三階まで上り、足を止めた夏樹は周りを見回している。薄汚れた廊下の一角には段ボールが積まれている。その横をよく見れば、焼酎やらの瓶が転がっている。不衛生な臭いが漂うようだ。酒を飲みに来た人間なら気にする事のないだろうその一角に鼻をつまみたくなる。
「ああ、ここだ」
階段を上り切ったその廊下には左右三つずつドアが並んでいる。そのドアの横にそれぞれ看板はあるが、灯りがつけられている看板は二つだけだった。一つの看板を確認し、夏樹はドアに手を掛けている。
「いらっしゃいませ」
夏樹の姿を見たからだろう、店内に足を踏み入れる前に男の声が聞こえた。二丁目と言う場所柄、そこがどんな店なのかは容易く想像ができる。新宿東署の管轄でもあったから、何度か二丁目のその手の店には来たことがあった。だが客として訪れるのは初めての事だ。自分がその手の人間だと思われる事への嫌悪からか、ドアの一歩手前で足が一瞬躊躇した。

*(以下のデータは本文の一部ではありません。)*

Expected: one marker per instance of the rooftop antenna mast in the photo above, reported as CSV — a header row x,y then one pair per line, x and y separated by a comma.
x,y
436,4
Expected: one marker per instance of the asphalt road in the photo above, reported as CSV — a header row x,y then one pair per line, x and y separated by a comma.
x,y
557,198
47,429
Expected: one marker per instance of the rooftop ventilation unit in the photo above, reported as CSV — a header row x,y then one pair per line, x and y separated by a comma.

「どうぞ掛けて下さい。えーっと、お二人とも初めてでしたっけ」
カウンターの中の男がおしぼりを差し出す。促されるまま掛けた椅子の高さには慣れない。
「この店に来るのは初めてだよ、でも、久しぶりだな」
隣に腰掛けた夏樹の態度と口調は、居酒屋にいた頃となんら変わっていなかった。そんな夏樹の言葉に一瞬固まるカウンターの中の男。
「えーっと、どこか別のお店で会いましたっけ?」
こちらの顔を交互に見比べるカウンターの男。そのどちらの顔にも見覚えがないらしく、少し困った顔を作っている。それはこちらからしても同じだ。夏樹に会わせたい奴がいると言われたが、カウンターの中のその男の顔に見覚えはない。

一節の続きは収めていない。